Synthesis of 3D Porous Cu Nanostructures on Ag Thin Film Using Dynamic Hydrogen Bubble Template for Electrochemical Conversion of CO(2) to Ethanol

Cu-based nanomaterials have been widely considered to be promising electrocatalysts for the direct conversion of CO(2) to high-value hydrocarbons. However, poor selectivity and slow kinetics have hindered the use of Cu-based catalysts for large-scale industrial applications. In this work, we report on a tunable Cu-based synthesis strategy using a dynamic hydrogen bubble template (DHBT) coupled with a sputtered Ag thin film for the electrochemical reduction of CO(2) to ethanol.
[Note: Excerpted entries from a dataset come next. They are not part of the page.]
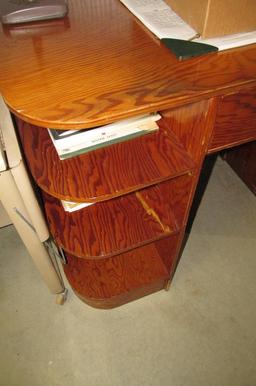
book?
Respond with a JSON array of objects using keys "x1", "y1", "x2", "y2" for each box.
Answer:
[{"x1": 48, "y1": 113, "x2": 160, "y2": 160}]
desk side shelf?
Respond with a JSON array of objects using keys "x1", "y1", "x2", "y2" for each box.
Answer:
[
  {"x1": 14, "y1": 100, "x2": 212, "y2": 308},
  {"x1": 63, "y1": 236, "x2": 181, "y2": 309},
  {"x1": 1, "y1": 0, "x2": 256, "y2": 309},
  {"x1": 16, "y1": 117, "x2": 195, "y2": 203},
  {"x1": 42, "y1": 174, "x2": 193, "y2": 259}
]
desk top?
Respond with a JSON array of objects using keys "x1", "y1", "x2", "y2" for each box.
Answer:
[{"x1": 0, "y1": 0, "x2": 256, "y2": 129}]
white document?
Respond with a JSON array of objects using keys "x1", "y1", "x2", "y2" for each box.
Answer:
[
  {"x1": 195, "y1": 31, "x2": 256, "y2": 51},
  {"x1": 120, "y1": 0, "x2": 197, "y2": 40},
  {"x1": 120, "y1": 0, "x2": 256, "y2": 51}
]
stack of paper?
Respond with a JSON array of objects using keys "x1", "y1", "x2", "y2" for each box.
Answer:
[
  {"x1": 48, "y1": 113, "x2": 160, "y2": 160},
  {"x1": 120, "y1": 0, "x2": 197, "y2": 40},
  {"x1": 120, "y1": 0, "x2": 256, "y2": 51},
  {"x1": 195, "y1": 31, "x2": 256, "y2": 51}
]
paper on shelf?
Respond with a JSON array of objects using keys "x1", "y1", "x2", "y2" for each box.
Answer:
[
  {"x1": 49, "y1": 113, "x2": 160, "y2": 148},
  {"x1": 120, "y1": 0, "x2": 197, "y2": 40},
  {"x1": 61, "y1": 200, "x2": 93, "y2": 212},
  {"x1": 48, "y1": 113, "x2": 161, "y2": 160}
]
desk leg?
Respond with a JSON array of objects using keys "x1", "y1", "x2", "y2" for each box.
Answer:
[
  {"x1": 223, "y1": 141, "x2": 256, "y2": 195},
  {"x1": 0, "y1": 170, "x2": 66, "y2": 299}
]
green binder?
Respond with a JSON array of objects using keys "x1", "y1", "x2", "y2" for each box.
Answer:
[{"x1": 161, "y1": 38, "x2": 218, "y2": 60}]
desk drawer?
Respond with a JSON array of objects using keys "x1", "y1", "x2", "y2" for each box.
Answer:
[{"x1": 209, "y1": 87, "x2": 256, "y2": 152}]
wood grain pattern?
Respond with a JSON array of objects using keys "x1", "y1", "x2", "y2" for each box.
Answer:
[
  {"x1": 0, "y1": 0, "x2": 255, "y2": 128},
  {"x1": 209, "y1": 87, "x2": 256, "y2": 152},
  {"x1": 154, "y1": 233, "x2": 181, "y2": 273},
  {"x1": 42, "y1": 176, "x2": 188, "y2": 258},
  {"x1": 159, "y1": 99, "x2": 219, "y2": 244},
  {"x1": 17, "y1": 117, "x2": 194, "y2": 202},
  {"x1": 138, "y1": 174, "x2": 193, "y2": 230},
  {"x1": 161, "y1": 99, "x2": 218, "y2": 163},
  {"x1": 63, "y1": 239, "x2": 173, "y2": 308},
  {"x1": 224, "y1": 141, "x2": 256, "y2": 194},
  {"x1": 0, "y1": 0, "x2": 255, "y2": 311}
]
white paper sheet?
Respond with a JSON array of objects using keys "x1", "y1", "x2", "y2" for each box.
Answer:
[
  {"x1": 195, "y1": 31, "x2": 256, "y2": 51},
  {"x1": 120, "y1": 0, "x2": 197, "y2": 40},
  {"x1": 120, "y1": 0, "x2": 256, "y2": 51}
]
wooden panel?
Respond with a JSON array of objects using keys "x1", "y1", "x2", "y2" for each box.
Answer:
[
  {"x1": 63, "y1": 239, "x2": 173, "y2": 308},
  {"x1": 42, "y1": 179, "x2": 183, "y2": 258},
  {"x1": 139, "y1": 174, "x2": 193, "y2": 229},
  {"x1": 224, "y1": 141, "x2": 256, "y2": 194},
  {"x1": 0, "y1": 1, "x2": 256, "y2": 128},
  {"x1": 161, "y1": 98, "x2": 217, "y2": 163},
  {"x1": 17, "y1": 118, "x2": 194, "y2": 202},
  {"x1": 154, "y1": 232, "x2": 181, "y2": 273},
  {"x1": 75, "y1": 280, "x2": 166, "y2": 309},
  {"x1": 209, "y1": 87, "x2": 256, "y2": 152}
]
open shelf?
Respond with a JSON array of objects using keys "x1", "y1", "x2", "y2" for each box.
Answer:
[
  {"x1": 17, "y1": 117, "x2": 195, "y2": 203},
  {"x1": 63, "y1": 235, "x2": 182, "y2": 308},
  {"x1": 43, "y1": 174, "x2": 193, "y2": 259}
]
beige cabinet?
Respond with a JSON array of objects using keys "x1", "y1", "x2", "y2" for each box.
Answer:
[{"x1": 0, "y1": 200, "x2": 12, "y2": 228}]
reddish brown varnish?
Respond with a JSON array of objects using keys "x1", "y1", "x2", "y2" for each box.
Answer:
[
  {"x1": 42, "y1": 175, "x2": 192, "y2": 259},
  {"x1": 63, "y1": 235, "x2": 181, "y2": 309},
  {"x1": 0, "y1": 0, "x2": 256, "y2": 129},
  {"x1": 209, "y1": 86, "x2": 256, "y2": 152},
  {"x1": 1, "y1": 0, "x2": 256, "y2": 308}
]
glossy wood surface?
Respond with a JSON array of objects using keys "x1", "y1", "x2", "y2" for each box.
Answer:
[
  {"x1": 42, "y1": 175, "x2": 191, "y2": 258},
  {"x1": 209, "y1": 86, "x2": 256, "y2": 152},
  {"x1": 0, "y1": 0, "x2": 256, "y2": 128},
  {"x1": 63, "y1": 238, "x2": 174, "y2": 308},
  {"x1": 2, "y1": 0, "x2": 256, "y2": 309},
  {"x1": 17, "y1": 118, "x2": 194, "y2": 202},
  {"x1": 139, "y1": 174, "x2": 193, "y2": 230},
  {"x1": 162, "y1": 99, "x2": 217, "y2": 163}
]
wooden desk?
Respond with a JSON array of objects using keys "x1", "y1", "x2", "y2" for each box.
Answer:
[
  {"x1": 224, "y1": 142, "x2": 256, "y2": 195},
  {"x1": 0, "y1": 0, "x2": 255, "y2": 308}
]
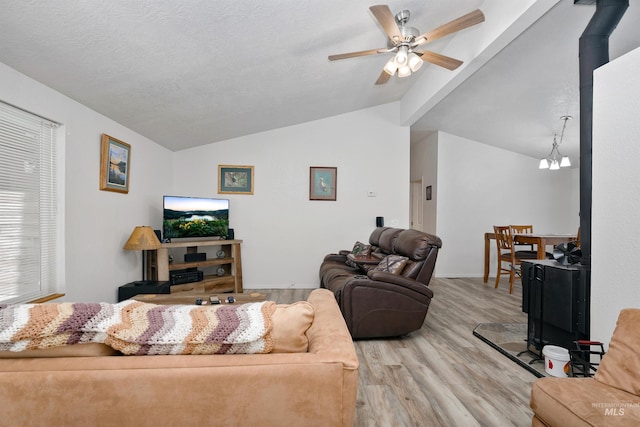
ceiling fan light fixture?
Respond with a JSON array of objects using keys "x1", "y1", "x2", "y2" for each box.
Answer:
[
  {"x1": 395, "y1": 46, "x2": 408, "y2": 65},
  {"x1": 408, "y1": 53, "x2": 423, "y2": 72},
  {"x1": 397, "y1": 65, "x2": 411, "y2": 78},
  {"x1": 383, "y1": 57, "x2": 398, "y2": 75}
]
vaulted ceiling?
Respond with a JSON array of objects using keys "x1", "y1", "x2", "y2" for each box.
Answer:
[{"x1": 0, "y1": 1, "x2": 638, "y2": 160}]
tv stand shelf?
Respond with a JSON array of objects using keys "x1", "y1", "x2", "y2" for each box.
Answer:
[{"x1": 148, "y1": 239, "x2": 243, "y2": 293}]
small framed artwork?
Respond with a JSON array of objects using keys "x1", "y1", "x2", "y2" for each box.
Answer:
[
  {"x1": 425, "y1": 185, "x2": 432, "y2": 201},
  {"x1": 100, "y1": 134, "x2": 131, "y2": 194},
  {"x1": 218, "y1": 165, "x2": 254, "y2": 194},
  {"x1": 309, "y1": 166, "x2": 337, "y2": 201}
]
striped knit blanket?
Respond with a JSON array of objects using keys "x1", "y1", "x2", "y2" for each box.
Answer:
[{"x1": 0, "y1": 300, "x2": 275, "y2": 355}]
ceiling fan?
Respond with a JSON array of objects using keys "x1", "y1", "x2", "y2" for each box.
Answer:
[{"x1": 328, "y1": 5, "x2": 485, "y2": 85}]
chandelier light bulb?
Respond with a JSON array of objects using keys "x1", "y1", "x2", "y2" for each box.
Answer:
[
  {"x1": 549, "y1": 160, "x2": 560, "y2": 170},
  {"x1": 560, "y1": 156, "x2": 571, "y2": 167},
  {"x1": 539, "y1": 159, "x2": 549, "y2": 169}
]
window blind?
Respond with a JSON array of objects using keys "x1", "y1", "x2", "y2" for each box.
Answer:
[{"x1": 0, "y1": 101, "x2": 58, "y2": 303}]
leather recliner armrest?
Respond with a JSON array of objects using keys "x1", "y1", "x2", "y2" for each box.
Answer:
[
  {"x1": 323, "y1": 253, "x2": 347, "y2": 263},
  {"x1": 366, "y1": 270, "x2": 434, "y2": 298}
]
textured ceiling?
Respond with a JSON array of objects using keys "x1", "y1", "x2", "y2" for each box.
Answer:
[{"x1": 0, "y1": 1, "x2": 638, "y2": 157}]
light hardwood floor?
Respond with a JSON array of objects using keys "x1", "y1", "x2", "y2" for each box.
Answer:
[{"x1": 254, "y1": 277, "x2": 535, "y2": 427}]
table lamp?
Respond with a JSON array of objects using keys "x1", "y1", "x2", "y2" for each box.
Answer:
[{"x1": 123, "y1": 226, "x2": 162, "y2": 285}]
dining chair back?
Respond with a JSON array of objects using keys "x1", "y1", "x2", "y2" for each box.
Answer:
[
  {"x1": 493, "y1": 225, "x2": 538, "y2": 294},
  {"x1": 510, "y1": 224, "x2": 534, "y2": 250}
]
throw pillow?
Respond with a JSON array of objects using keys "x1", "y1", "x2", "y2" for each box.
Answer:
[
  {"x1": 372, "y1": 254, "x2": 409, "y2": 275},
  {"x1": 271, "y1": 301, "x2": 315, "y2": 353},
  {"x1": 345, "y1": 241, "x2": 372, "y2": 268},
  {"x1": 351, "y1": 241, "x2": 371, "y2": 258}
]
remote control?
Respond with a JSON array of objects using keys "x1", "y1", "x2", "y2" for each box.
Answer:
[{"x1": 209, "y1": 296, "x2": 220, "y2": 304}]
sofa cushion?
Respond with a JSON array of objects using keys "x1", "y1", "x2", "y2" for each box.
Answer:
[
  {"x1": 271, "y1": 302, "x2": 314, "y2": 353},
  {"x1": 531, "y1": 377, "x2": 640, "y2": 425},
  {"x1": 372, "y1": 254, "x2": 408, "y2": 275},
  {"x1": 377, "y1": 228, "x2": 402, "y2": 254},
  {"x1": 0, "y1": 343, "x2": 120, "y2": 358},
  {"x1": 594, "y1": 308, "x2": 640, "y2": 396},
  {"x1": 394, "y1": 229, "x2": 441, "y2": 261}
]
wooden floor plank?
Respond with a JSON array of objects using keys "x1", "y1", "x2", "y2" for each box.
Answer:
[{"x1": 249, "y1": 276, "x2": 535, "y2": 426}]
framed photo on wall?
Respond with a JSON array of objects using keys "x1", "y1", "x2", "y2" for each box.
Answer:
[
  {"x1": 99, "y1": 134, "x2": 130, "y2": 194},
  {"x1": 218, "y1": 165, "x2": 254, "y2": 194},
  {"x1": 309, "y1": 166, "x2": 337, "y2": 201}
]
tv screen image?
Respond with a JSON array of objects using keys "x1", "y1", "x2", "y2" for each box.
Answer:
[{"x1": 163, "y1": 196, "x2": 229, "y2": 239}]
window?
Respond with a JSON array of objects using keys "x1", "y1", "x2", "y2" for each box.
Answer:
[{"x1": 0, "y1": 101, "x2": 59, "y2": 303}]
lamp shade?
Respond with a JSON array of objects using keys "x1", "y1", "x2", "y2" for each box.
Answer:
[
  {"x1": 383, "y1": 57, "x2": 398, "y2": 75},
  {"x1": 408, "y1": 53, "x2": 423, "y2": 72},
  {"x1": 397, "y1": 66, "x2": 411, "y2": 78},
  {"x1": 123, "y1": 226, "x2": 162, "y2": 250}
]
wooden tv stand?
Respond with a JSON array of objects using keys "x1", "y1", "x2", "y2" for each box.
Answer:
[{"x1": 147, "y1": 239, "x2": 243, "y2": 293}]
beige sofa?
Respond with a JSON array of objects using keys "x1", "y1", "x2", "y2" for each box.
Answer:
[
  {"x1": 0, "y1": 289, "x2": 359, "y2": 427},
  {"x1": 530, "y1": 308, "x2": 640, "y2": 426}
]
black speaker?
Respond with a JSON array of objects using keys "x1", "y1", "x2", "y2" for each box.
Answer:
[
  {"x1": 154, "y1": 229, "x2": 162, "y2": 241},
  {"x1": 227, "y1": 228, "x2": 235, "y2": 240},
  {"x1": 184, "y1": 253, "x2": 206, "y2": 262},
  {"x1": 376, "y1": 217, "x2": 384, "y2": 227}
]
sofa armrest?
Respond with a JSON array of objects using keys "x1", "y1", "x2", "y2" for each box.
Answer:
[
  {"x1": 366, "y1": 270, "x2": 434, "y2": 299},
  {"x1": 339, "y1": 275, "x2": 434, "y2": 339},
  {"x1": 323, "y1": 253, "x2": 347, "y2": 263}
]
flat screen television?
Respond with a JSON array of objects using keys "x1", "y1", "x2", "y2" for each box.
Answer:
[{"x1": 163, "y1": 195, "x2": 229, "y2": 240}]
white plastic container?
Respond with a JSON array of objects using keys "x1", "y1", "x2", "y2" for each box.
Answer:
[{"x1": 542, "y1": 345, "x2": 570, "y2": 377}]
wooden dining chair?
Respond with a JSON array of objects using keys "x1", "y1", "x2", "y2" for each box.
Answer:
[
  {"x1": 510, "y1": 224, "x2": 534, "y2": 250},
  {"x1": 493, "y1": 225, "x2": 538, "y2": 294}
]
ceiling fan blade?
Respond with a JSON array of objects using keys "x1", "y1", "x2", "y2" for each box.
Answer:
[
  {"x1": 370, "y1": 5, "x2": 403, "y2": 43},
  {"x1": 416, "y1": 51, "x2": 463, "y2": 70},
  {"x1": 375, "y1": 70, "x2": 392, "y2": 85},
  {"x1": 415, "y1": 9, "x2": 485, "y2": 45},
  {"x1": 328, "y1": 48, "x2": 386, "y2": 61}
]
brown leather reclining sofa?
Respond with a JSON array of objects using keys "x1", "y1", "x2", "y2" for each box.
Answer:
[{"x1": 319, "y1": 227, "x2": 442, "y2": 339}]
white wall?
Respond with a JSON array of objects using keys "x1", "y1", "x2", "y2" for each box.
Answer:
[
  {"x1": 0, "y1": 62, "x2": 174, "y2": 303},
  {"x1": 172, "y1": 103, "x2": 410, "y2": 288},
  {"x1": 412, "y1": 131, "x2": 579, "y2": 278},
  {"x1": 591, "y1": 46, "x2": 640, "y2": 343}
]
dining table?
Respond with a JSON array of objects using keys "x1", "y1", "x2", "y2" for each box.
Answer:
[{"x1": 483, "y1": 232, "x2": 577, "y2": 283}]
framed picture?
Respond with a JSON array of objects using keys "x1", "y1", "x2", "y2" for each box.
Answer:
[
  {"x1": 100, "y1": 134, "x2": 130, "y2": 193},
  {"x1": 218, "y1": 165, "x2": 254, "y2": 194},
  {"x1": 425, "y1": 185, "x2": 432, "y2": 201},
  {"x1": 309, "y1": 166, "x2": 337, "y2": 201}
]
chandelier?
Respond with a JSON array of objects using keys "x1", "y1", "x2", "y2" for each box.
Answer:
[{"x1": 539, "y1": 116, "x2": 572, "y2": 170}]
Remarkably, the introduction of Ag into the base of the three-dimensional (3D) Cu nanostructure induced changes in the CO(2) reduction reaction (CO2RR) pathway, which resulted in the generation of ethanol with high Faradaic Efficiency (FE). This observation was further investigated through Tafel and electrochemical impedance spectroscopic analyses. The rational design of the electrocatalyst was shown to promote the spillover of formed CO intermediates from the Ag sites to the 3D porous Cu nanostructure for further reduction to C(2) products. Finally, challenges toward the development of multi-metallic electrocatalysts for the direct catalysis of CO(2) to hydrocarbons were elucidated, and future perspectives were highlighted.